= University of Texas at Austin admissions controversy =

The University of Texas admissions controversy grew out of the investigations and public statements of a member of the University of Texas System Board of Regents. Wallace L. Hall Jr. was appointed to a six-year term in February 2011 by then Governor Rick Perry. Following his appointment, and in the wake of the failure of a campaign to remodel the University of Texas at Austin along business lines, Hall began broadly investigating the administrative dealings of President Bill Powers.

Hall was the first to publicly raise concerns about legislative influence on admissions at UT-Austin under President Powers' tenure. Following up on these concerns, the UT system launched a limited probe to determine whether legislators' application recommendations made directly to Powers were given special treatment. On February 12, 2015, this investigation found that Powers had helped certain applicants gain admission, including those with questionable academic credentials, if he felt that doing so was in the university's best interests.
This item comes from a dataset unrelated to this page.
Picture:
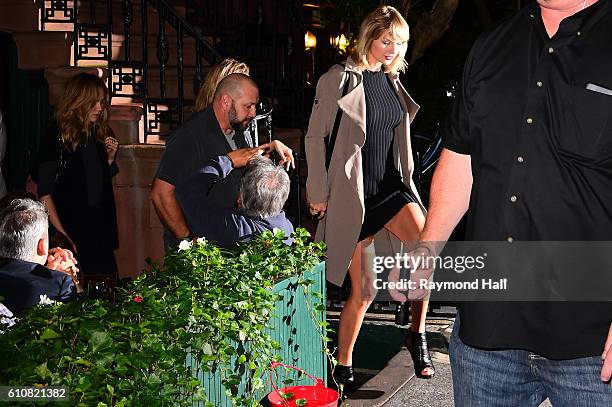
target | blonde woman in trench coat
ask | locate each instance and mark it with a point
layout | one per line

This was described by some as vindication of UT Regent Hall.

 Others have pointed out that such admissions procedures are widespread, even desirable, in American higher education.

According to the report, from 2009 to 2014, students flagged by university officials were admitted 74% of the time compared to an overall admission rate of 40%. President Powers and his Chief of Staff "each failed to speak with candor and forthrightness expected of people in their positions of trust and leadership," the report stated. Powers agreed to step down in June 2013, partly in response to the probe. He told The Wall Street Journal that he had "intervened on behalf of a relatively small number of students" but denied that it was "undue influence".